Habitat Kaybını Önlemede Yapay Resifler
Umut Sarıboğa — 2010 yılında Marmara Üniversitesi Gazetecilik Bölümü’nde okudu. Okul hayatı boyunca Marmara İletişim Haber Ajansı’nda (MİHA) çeşitli görevlerde yer aldı. Dizi ve sinema sektörüne yönetmen yardımcısı olarak çalışıyor.
Yüzen ve dibe bağlı olarak farklı modeleri olan, doğal veya sentetik malzemeden yapılan ve çok çeşitli şekilleri, boyutları olan yapay resifler, deniz koruma uzmanları tarafından dünya çapında mercan, deniz çayırı, balık populasyonlarının ve genel olarak biyoçeşitliliğin korunması için yaygın olarak yapılan uygulamalardır. Yapay resiflerin yapılmasındaki esas amaçlar;
1. Deniz canlılarının yumurtlama alanlarını yasa dışı avlanmalardan korumak,
2. Biyoçeşitliliği artırmak, sudaki organizmaların popülasyonlarını iyileştirmek,
3. Küçük ölçekli balıkçılık faaliyetlerini yasadışı trol balıkçılığının neden olduğu zararlardan korumak,
4. Ekosistemlerin yeniden canlandırılmasını sağlamak,
5. Dalış için yeni alanlar yaratmak,
6. Bilimsel deneyler yapmak.
Belgeselimizi hazırlarken yaptığımız röportajlar sırasında yapay resifler hakkında öğrendiğimiz en önemli şey; yapay resifleri tasarlayan ve uygulayan kişi ve kurumların balıkçılığı, av araçlarının çalışma prensiplerini ve uygulama alanını çok iyi bilmesi gerektiğiydi. Yanlış dizayn edilmiş ve yanlış bölgelerde kurulmuş yapay resifler, türlerin yok olmasına neden olabiliyordu. Yapay resiflerin üstüne takılıp kalan oltalar, kancalar, ağlar ve aklımıza gelmeyen av malzemeleri nedeniyle deniz dibinin balık, ıstakoz, su kuşu, kaplumbağa ve fok gibi deniz canlılarının katliam makinesine dönüşmesi söz konusuydu.
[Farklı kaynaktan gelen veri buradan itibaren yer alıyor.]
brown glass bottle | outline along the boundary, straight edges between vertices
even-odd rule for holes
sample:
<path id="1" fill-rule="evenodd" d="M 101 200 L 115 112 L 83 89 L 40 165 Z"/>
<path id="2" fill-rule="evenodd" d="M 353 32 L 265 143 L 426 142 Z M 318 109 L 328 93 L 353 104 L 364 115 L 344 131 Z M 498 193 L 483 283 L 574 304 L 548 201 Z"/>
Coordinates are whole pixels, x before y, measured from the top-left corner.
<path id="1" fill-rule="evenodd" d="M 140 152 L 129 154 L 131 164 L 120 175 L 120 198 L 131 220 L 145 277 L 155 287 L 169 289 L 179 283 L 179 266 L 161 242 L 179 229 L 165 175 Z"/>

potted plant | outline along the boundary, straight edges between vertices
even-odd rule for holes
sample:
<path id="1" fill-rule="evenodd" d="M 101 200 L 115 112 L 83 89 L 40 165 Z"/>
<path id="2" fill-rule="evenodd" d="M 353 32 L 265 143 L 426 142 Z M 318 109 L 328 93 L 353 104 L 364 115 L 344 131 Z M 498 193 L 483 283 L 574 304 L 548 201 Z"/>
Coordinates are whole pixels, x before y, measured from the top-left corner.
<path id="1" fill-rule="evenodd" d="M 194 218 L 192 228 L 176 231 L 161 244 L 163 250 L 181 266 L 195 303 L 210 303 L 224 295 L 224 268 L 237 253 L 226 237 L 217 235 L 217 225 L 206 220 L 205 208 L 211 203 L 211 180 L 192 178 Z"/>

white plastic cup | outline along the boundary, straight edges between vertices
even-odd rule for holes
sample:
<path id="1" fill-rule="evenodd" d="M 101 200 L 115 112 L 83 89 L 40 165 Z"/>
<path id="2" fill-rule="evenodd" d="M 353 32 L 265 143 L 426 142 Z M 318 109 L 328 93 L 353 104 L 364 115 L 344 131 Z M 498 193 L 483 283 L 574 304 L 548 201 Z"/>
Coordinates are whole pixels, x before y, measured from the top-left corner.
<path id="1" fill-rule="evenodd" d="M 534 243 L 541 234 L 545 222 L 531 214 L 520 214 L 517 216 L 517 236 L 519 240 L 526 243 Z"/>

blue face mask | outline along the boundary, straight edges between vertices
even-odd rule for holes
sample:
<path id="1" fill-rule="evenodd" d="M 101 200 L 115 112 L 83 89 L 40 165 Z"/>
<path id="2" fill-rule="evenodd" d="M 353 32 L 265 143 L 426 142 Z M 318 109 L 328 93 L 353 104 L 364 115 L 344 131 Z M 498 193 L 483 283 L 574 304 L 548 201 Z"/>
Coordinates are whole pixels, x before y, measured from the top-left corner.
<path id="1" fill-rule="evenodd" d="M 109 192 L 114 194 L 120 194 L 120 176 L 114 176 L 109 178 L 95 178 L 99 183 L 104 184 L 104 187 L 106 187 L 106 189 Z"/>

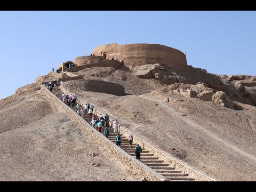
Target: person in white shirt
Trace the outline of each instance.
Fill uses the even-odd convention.
[[[89,110],[88,110],[88,114],[89,114],[89,118],[92,118],[92,109],[89,109]]]

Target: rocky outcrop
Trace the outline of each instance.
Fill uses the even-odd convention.
[[[124,87],[123,85],[99,80],[78,79],[70,80],[63,82],[62,84],[64,89],[71,92],[79,91],[94,91],[117,96],[126,95]]]
[[[177,91],[177,92],[185,97],[212,101],[232,109],[241,109],[240,106],[229,99],[225,92],[217,91],[213,89],[207,87],[206,86],[205,84],[198,82],[196,85],[192,85],[186,90],[180,89]]]

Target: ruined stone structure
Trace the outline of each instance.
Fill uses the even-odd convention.
[[[166,67],[187,66],[186,55],[182,52],[164,45],[137,43],[119,45],[117,43],[103,45],[95,48],[93,54],[104,59],[123,60],[126,66],[140,66],[162,63]]]
[[[75,62],[63,62],[59,68],[64,71],[65,66],[73,63],[75,66],[100,63],[107,60],[116,59],[126,66],[140,66],[147,64],[161,63],[165,67],[174,66],[180,69],[187,68],[186,55],[177,49],[159,44],[136,43],[119,45],[115,43],[95,48],[94,55],[77,57]]]
[[[69,64],[74,64],[75,66],[76,66],[77,65],[73,61],[68,61],[62,63],[62,64],[60,65],[58,68],[59,69],[61,69],[62,71],[64,71],[65,70],[65,67],[67,67],[67,68],[68,68],[68,66]]]

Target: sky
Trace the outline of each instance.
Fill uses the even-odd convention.
[[[255,11],[0,11],[0,99],[113,43],[164,45],[207,72],[256,76],[255,21]]]

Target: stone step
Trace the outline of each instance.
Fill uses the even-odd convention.
[[[195,178],[190,178],[189,177],[165,177],[170,180],[185,180],[185,181],[195,181]]]
[[[104,129],[105,130],[105,129]],[[119,133],[119,135],[120,136],[122,136],[122,137],[124,137],[124,136],[123,136],[123,134],[122,133]],[[109,136],[115,136],[115,137],[117,135],[117,133],[114,133],[114,132],[109,132]]]
[[[140,158],[141,159],[141,158]],[[156,170],[155,171],[156,172],[159,173],[160,174],[162,173],[181,173],[181,171],[178,171],[178,170]]]
[[[156,167],[167,167],[169,166],[170,164],[168,163],[145,163],[145,165],[148,165],[148,166],[156,166]]]
[[[124,149],[124,150],[133,150],[133,151],[135,151],[135,147],[136,146],[134,146],[134,147],[132,147],[132,147],[130,147],[130,146],[122,146],[122,144],[121,144],[121,148]]]
[[[128,154],[131,156],[135,156],[136,154],[134,153],[128,153]],[[142,157],[143,156],[153,156],[153,154],[140,154],[140,157]]]
[[[188,176],[187,173],[160,173],[163,176],[166,177],[180,177],[180,176]]]
[[[135,150],[134,149],[128,149],[128,150],[125,150],[125,152],[127,152],[127,153],[134,153],[135,151]],[[140,152],[140,154],[143,154],[143,153],[149,153],[149,151],[147,151],[147,150],[143,150],[141,152]],[[135,153],[134,153],[135,154]]]
[[[140,157],[141,160],[146,160],[146,159],[158,159],[159,157]]]
[[[121,143],[121,147],[124,148],[129,148],[130,149],[135,149],[136,147],[136,144],[132,144],[132,147],[130,147],[130,145],[129,143]]]
[[[156,159],[140,159],[142,163],[164,163],[163,160]]]
[[[154,170],[175,170],[174,167],[171,166],[149,166],[149,167]]]

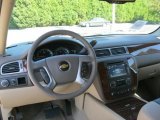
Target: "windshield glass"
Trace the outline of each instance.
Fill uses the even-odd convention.
[[[159,24],[159,0],[136,0],[120,5],[99,0],[16,0],[8,43],[33,41],[56,29],[83,36],[148,34]]]

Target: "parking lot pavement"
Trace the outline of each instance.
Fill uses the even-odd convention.
[[[114,24],[106,27],[79,27],[79,26],[53,26],[53,27],[36,27],[26,28],[19,30],[9,30],[7,37],[7,46],[14,45],[21,42],[35,41],[42,34],[51,30],[71,30],[77,32],[83,36],[94,35],[94,34],[124,34],[124,33],[144,33],[146,30],[153,31],[157,26],[146,25],[140,31],[128,31],[132,24]]]

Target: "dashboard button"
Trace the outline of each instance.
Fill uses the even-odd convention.
[[[9,86],[9,81],[8,80],[2,80],[1,81],[1,86],[2,87],[8,87]]]

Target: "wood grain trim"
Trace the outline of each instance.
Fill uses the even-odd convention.
[[[150,47],[150,46],[154,46],[154,45],[158,45],[158,44],[160,45],[160,43],[146,43],[146,44],[143,44],[143,45],[127,47],[127,48],[128,48],[128,52],[132,53],[132,52],[135,52],[137,50],[140,50],[140,49],[143,49],[143,48],[146,48],[146,47]]]

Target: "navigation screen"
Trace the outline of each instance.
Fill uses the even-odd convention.
[[[125,64],[113,64],[108,66],[110,78],[127,75]]]

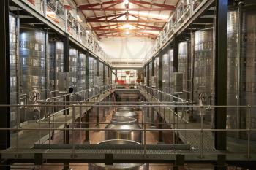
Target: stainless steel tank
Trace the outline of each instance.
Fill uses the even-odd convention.
[[[116,110],[118,112],[134,112],[135,111],[135,108],[128,107],[117,107]]]
[[[50,90],[58,90],[58,75],[64,69],[64,43],[61,41],[50,40]]]
[[[191,98],[191,57],[190,41],[186,41],[178,45],[178,72],[183,74],[182,90],[181,96],[189,101]]]
[[[148,64],[148,67],[149,67],[149,77],[148,77],[148,83],[149,83],[149,87],[152,87],[152,62],[150,62]]]
[[[69,86],[74,88],[74,92],[78,91],[78,50],[69,47]]]
[[[9,15],[9,34],[10,34],[10,104],[18,104],[18,52],[17,52],[17,27],[16,18],[14,15]],[[15,125],[17,117],[16,107],[10,108],[11,127]]]
[[[46,88],[46,34],[36,28],[20,28],[20,58],[21,94],[26,95],[29,104],[45,99]],[[29,107],[26,110],[24,120],[39,117],[40,107]],[[43,113],[40,114],[44,117]]]
[[[171,82],[173,81],[173,74],[174,72],[174,67],[173,67],[173,49],[170,50],[170,80],[169,82]],[[173,87],[172,83],[170,83],[170,88],[169,88],[169,93],[171,94],[174,93],[174,87]],[[170,101],[172,101],[172,98],[170,98]]]
[[[94,59],[93,57],[89,58],[89,88],[94,87]]]
[[[116,112],[113,114],[113,118],[128,117],[139,120],[139,115],[135,112]]]
[[[213,30],[206,29],[195,33],[194,101],[203,105],[214,105],[214,58],[213,53]],[[205,120],[212,123],[213,112],[202,112]],[[200,119],[199,110],[194,116]]]
[[[118,123],[121,124],[109,124],[105,128],[111,129],[111,131],[105,131],[105,139],[126,139],[132,140],[138,142],[141,142],[142,131],[135,131],[140,130],[141,127],[138,124],[127,124],[137,123],[136,119],[127,118],[127,117],[118,117],[111,120],[111,123]],[[119,131],[126,129],[124,131]],[[127,130],[129,129],[129,130]]]
[[[140,143],[130,140],[107,140],[102,141],[99,144],[108,145],[116,144],[140,144]],[[89,164],[89,170],[146,170],[148,169],[148,164],[140,163],[113,163],[113,166],[106,166],[104,163]]]
[[[183,73],[183,80],[182,80],[182,86],[183,90],[187,90],[186,85],[187,80],[186,75],[187,74],[187,42],[183,42],[179,43],[178,45],[178,72]]]
[[[103,86],[103,63],[102,62],[99,61],[99,86]]]
[[[162,56],[162,90],[169,93],[170,88],[170,55],[165,53]]]
[[[80,53],[78,62],[78,91],[86,90],[86,55]]]
[[[241,12],[238,13],[237,9],[228,12],[227,105],[256,104],[256,12],[246,9],[247,5],[249,4],[244,4]],[[255,128],[256,109],[251,109],[250,118],[248,112],[246,108],[228,109],[227,128],[244,129],[250,125]],[[247,139],[244,132],[228,133],[228,136]],[[256,140],[255,132],[251,132],[250,136],[252,140]]]

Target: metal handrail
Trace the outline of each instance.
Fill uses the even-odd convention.
[[[86,103],[86,101],[82,102],[82,103]],[[72,131],[73,133],[75,131],[113,131],[112,129],[105,129],[105,128],[75,128],[74,127],[75,125],[85,125],[85,124],[124,124],[124,123],[91,123],[91,122],[89,122],[89,123],[82,123],[81,121],[79,122],[76,122],[75,121],[75,114],[76,114],[76,108],[80,109],[82,107],[84,107],[83,105],[80,104],[81,103],[79,103],[79,104],[78,105],[74,105],[74,104],[69,104],[67,107],[71,107],[72,109],[72,120],[66,120],[65,121],[55,121],[54,120],[50,120],[49,119],[49,120],[48,122],[42,122],[40,124],[48,124],[48,127],[49,128],[45,128],[45,127],[39,127],[39,128],[20,128],[19,125],[17,125],[16,128],[0,128],[0,131],[39,131],[39,132],[43,131],[49,131],[49,134],[50,134],[51,131]],[[109,104],[112,104],[111,102],[109,102]],[[200,134],[200,139],[199,139],[200,142],[200,156],[201,158],[203,158],[203,134],[206,133],[206,132],[220,132],[220,131],[223,131],[223,132],[233,132],[233,131],[239,131],[239,132],[245,132],[248,134],[248,139],[247,140],[247,156],[248,158],[250,158],[250,155],[252,154],[252,151],[251,151],[251,139],[250,139],[250,134],[252,132],[255,132],[256,131],[256,128],[255,128],[255,127],[252,127],[252,125],[250,125],[250,122],[249,123],[249,125],[246,128],[242,128],[242,129],[230,129],[230,128],[224,128],[224,129],[213,129],[213,128],[203,128],[203,117],[204,115],[202,114],[202,112],[205,112],[206,110],[206,109],[208,107],[212,107],[212,108],[219,108],[219,107],[225,107],[225,108],[230,108],[230,107],[244,107],[244,108],[246,108],[247,109],[247,112],[244,112],[244,114],[246,114],[248,117],[251,117],[251,109],[252,108],[256,108],[256,105],[255,106],[250,106],[250,105],[247,105],[247,106],[194,106],[194,105],[170,105],[170,104],[165,104],[165,105],[162,105],[162,104],[153,104],[153,105],[146,105],[145,103],[143,102],[140,102],[140,107],[142,108],[147,108],[147,107],[151,107],[151,108],[154,108],[154,107],[193,107],[193,108],[200,108],[200,111],[201,112],[201,114],[200,114],[200,126],[199,128],[187,128],[187,126],[185,126],[184,128],[183,127],[178,127],[178,125],[186,125],[187,124],[189,123],[188,122],[187,123],[181,123],[181,122],[175,122],[175,119],[173,119],[173,121],[170,121],[170,122],[165,122],[165,123],[152,123],[150,121],[147,121],[145,119],[143,119],[141,123],[127,123],[127,124],[141,124],[142,125],[142,128],[141,129],[135,129],[135,130],[131,130],[131,129],[120,129],[120,130],[116,130],[115,129],[114,131],[141,131],[142,133],[146,133],[146,131],[170,131],[170,132],[173,132],[176,134],[179,134],[179,133],[188,133],[188,132],[199,132]],[[13,106],[19,106],[19,105],[0,105],[0,107],[13,107]],[[28,105],[26,107],[29,107],[29,106],[34,106],[32,104],[31,105]],[[51,105],[47,106],[47,105],[42,105],[42,107],[50,107]],[[55,106],[55,105],[53,105]],[[60,105],[60,106],[63,106],[63,105]],[[94,106],[95,107],[108,107],[110,105],[108,104],[105,104],[105,105],[97,105],[97,104],[89,104],[88,106]],[[115,107],[124,107],[125,105],[114,105]],[[129,107],[133,107],[133,105],[127,105]],[[137,105],[134,105],[134,106],[138,106]],[[145,112],[145,110],[142,109],[142,115],[143,117],[145,117],[145,116],[146,115],[146,112]],[[67,115],[63,115],[63,116],[67,116]],[[19,121],[18,121],[19,122]],[[156,129],[151,129],[151,128],[147,128],[147,125],[150,125],[150,124],[157,124],[157,125],[175,125],[173,126],[172,128],[168,128],[168,129],[165,129],[165,128],[156,128]],[[52,127],[52,124],[72,124],[73,125],[73,126],[72,128],[56,128]],[[177,135],[178,136],[178,135]],[[18,136],[17,136],[17,138],[18,139]],[[146,146],[146,142],[143,142],[144,146]],[[17,144],[17,147],[18,148],[18,142]],[[145,154],[146,153],[146,150],[144,151]],[[236,152],[234,153],[236,154]],[[240,154],[240,153],[239,153]]]

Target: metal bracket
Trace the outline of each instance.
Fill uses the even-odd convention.
[[[34,154],[34,164],[42,165],[42,153]]]
[[[226,166],[226,155],[218,155],[217,162],[215,169],[217,170],[225,170],[227,169]]]
[[[113,158],[114,158],[113,154],[105,154],[105,164],[106,165],[113,165]]]
[[[176,159],[175,160],[175,165],[176,166],[184,166],[185,163],[185,155],[178,154],[176,155]]]

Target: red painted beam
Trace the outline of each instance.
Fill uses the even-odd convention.
[[[95,27],[93,27],[92,29],[94,29],[94,30],[95,30],[95,29],[101,29],[101,28],[109,27],[109,26],[119,26],[119,24],[113,24],[113,25],[107,25],[107,26],[95,26]]]
[[[136,0],[129,0],[129,1],[134,4],[141,4],[157,6],[157,7],[163,7],[165,9],[169,9],[169,10],[173,10],[176,8],[173,5],[163,4],[155,3],[155,2],[148,2],[148,1],[136,1]]]
[[[82,5],[78,6],[78,7],[81,10],[85,10],[83,9],[87,9],[87,8],[97,7],[97,6],[102,6],[102,5],[105,5],[105,4],[121,3],[123,1],[124,1],[124,0],[116,0],[116,1],[105,1],[105,2],[102,2],[102,3],[94,3],[94,4],[82,4]]]
[[[126,15],[127,12],[121,13],[121,14],[113,14],[113,15],[103,15],[103,16],[99,16],[99,17],[91,17],[91,18],[87,18],[86,21],[96,21],[97,20],[102,19],[102,18],[108,18],[110,17],[121,17],[124,15]]]
[[[131,24],[132,26],[135,26],[136,25],[134,25],[134,24]],[[153,29],[155,29],[155,30],[159,30],[159,31],[162,31],[162,27],[157,27],[157,26],[147,26],[147,25],[143,25],[143,24],[138,24],[137,25],[138,26],[143,26],[143,27],[148,27],[148,28],[151,28]]]
[[[135,18],[140,18],[140,19],[142,19],[141,18],[151,18],[151,19],[154,19],[154,20],[163,20],[165,22],[167,22],[167,20],[164,20],[164,19],[161,19],[161,18],[153,18],[153,17],[150,17],[150,16],[147,16],[147,17],[144,17],[144,16],[139,16],[138,15],[136,14],[129,14],[129,15],[131,15],[132,17]]]
[[[118,29],[118,28],[109,28],[109,29],[94,29],[94,31],[118,31],[118,30],[124,30],[127,31],[127,29]],[[137,28],[137,29],[129,29],[129,31],[159,31],[156,29],[143,29],[143,28]]]
[[[170,11],[169,8],[80,8],[86,11]]]
[[[99,37],[146,37],[146,38],[156,38],[157,36],[148,36],[148,35],[129,35],[129,36],[99,36]]]
[[[163,20],[87,20],[89,23],[165,23]]]

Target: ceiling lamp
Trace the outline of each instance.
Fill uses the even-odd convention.
[[[130,25],[129,24],[129,23],[127,23],[127,24],[125,24],[124,25],[124,28],[126,28],[126,29],[129,29],[130,28]]]

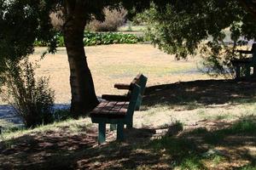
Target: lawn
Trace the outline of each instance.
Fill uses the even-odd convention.
[[[148,77],[125,141],[108,129],[107,143],[97,145],[88,117],[4,133],[0,169],[256,169],[254,80],[212,79],[197,71],[200,56],[177,61],[151,45],[88,47],[86,55],[98,96],[125,93],[113,84],[138,72]],[[37,74],[50,76],[56,103],[68,104],[65,49],[40,65]]]

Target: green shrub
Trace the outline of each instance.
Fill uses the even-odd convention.
[[[143,42],[143,38],[134,34],[122,33],[95,33],[84,32],[84,46],[104,45],[113,43],[137,43]]]
[[[65,47],[64,37],[61,34],[56,35],[57,46]],[[107,45],[113,43],[137,43],[143,42],[143,37],[134,34],[123,34],[115,32],[89,32],[85,31],[84,34],[84,46],[93,45]],[[46,47],[46,43],[40,41],[35,42],[35,46]]]
[[[3,73],[2,97],[15,109],[26,128],[53,122],[54,91],[49,88],[49,79],[35,79],[34,68],[26,59],[18,63],[7,61]]]
[[[127,11],[123,8],[119,9],[105,8],[103,13],[104,21],[94,19],[88,24],[86,29],[92,31],[116,31],[125,23],[127,14]]]

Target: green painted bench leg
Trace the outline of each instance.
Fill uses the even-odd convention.
[[[116,130],[116,124],[110,124],[110,131]]]
[[[241,69],[240,66],[236,65],[236,79],[240,78],[240,74],[241,74],[240,69]]]
[[[129,122],[126,124],[126,128],[132,128],[133,127],[133,121],[132,119],[131,121],[129,121]]]
[[[253,76],[256,77],[256,65],[253,65]]]
[[[106,141],[106,123],[99,123],[98,143],[102,144]]]
[[[117,140],[123,141],[124,140],[124,123],[119,123],[117,125]]]
[[[143,100],[143,97],[139,96],[137,100],[135,110],[140,110],[140,106],[142,105],[142,100]]]
[[[246,77],[248,78],[251,74],[251,67],[250,66],[246,66]]]

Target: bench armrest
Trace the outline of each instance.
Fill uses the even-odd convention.
[[[117,89],[126,89],[130,88],[130,84],[124,84],[124,83],[115,83],[113,86]]]
[[[130,99],[126,95],[103,94],[102,98],[108,101],[129,101],[130,100]]]

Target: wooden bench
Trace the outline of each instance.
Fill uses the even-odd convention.
[[[245,54],[252,54],[251,58],[232,60],[231,63],[235,67],[236,79],[249,78],[252,76],[256,77],[256,43],[252,46],[251,51],[237,50],[237,52]],[[251,68],[253,67],[253,75],[251,75]],[[245,71],[245,74],[242,72]]]
[[[106,124],[117,125],[117,140],[124,139],[124,125],[132,127],[133,113],[141,88],[133,84],[130,101],[102,101],[90,113],[91,122],[98,123],[98,143],[106,141]]]
[[[134,84],[137,84],[141,87],[140,95],[138,96],[137,105],[136,105],[136,110],[139,110],[142,101],[143,96],[144,94],[144,91],[146,88],[148,78],[143,76],[143,74],[138,74],[137,76],[131,81],[130,84],[124,84],[124,83],[116,83],[114,84],[114,88],[118,89],[127,89],[128,93],[126,95],[113,95],[113,94],[103,94],[102,98],[103,99],[108,101],[129,101],[131,99],[131,94],[132,91],[132,87]]]

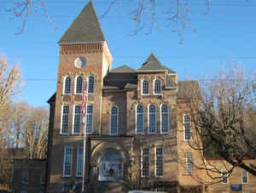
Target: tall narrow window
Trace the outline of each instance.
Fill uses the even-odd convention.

Dünyada yapay resiflerin kullanımı, 16. yüzyıla kadar dayanmaktadır. Türkiye’de ise ilk adım 1989 yılında atıldı ve İzmir Körfezi’ne 10 adet eski troleybüs temizlenerek yerleştirildi. İzmir kıyılarını dolaşırken karşılaştığımız ve konuştuğumuz insanların yapay resifler konusuna çok hakim olduklarını gözlemledik. Denize aşık, doğaya saygılı küçük ölçekli balıkçılar, yapay resif uygulamalarından çok memnunlar. Akademisyenler, bilimsel çalışmalarını en iyisini yapmak üzere yoğunlaştırıyorlar. Büyük şehirlerden Ege kıyılarındaki beldelere yerleşenler, doğaya en az zararı vererek nasıl yaşarım uğraşı içindeler. Onlarla yapay resiflerin nasıl zararsız hale getirilebileceğini, fizibilite çalışmalarının nasıl yapılması gerektiğini, iklim değişikliğini ve deniz yaşamını derinlemesine konuştuk. Yapay resif modülünün yapısı ve şekli karmaşıklaştıkça ve çeşitlendikçe, deniz canlıları için daha fazla mikro yaşam alanı sunuyor ve onlara birer barınak oluyor.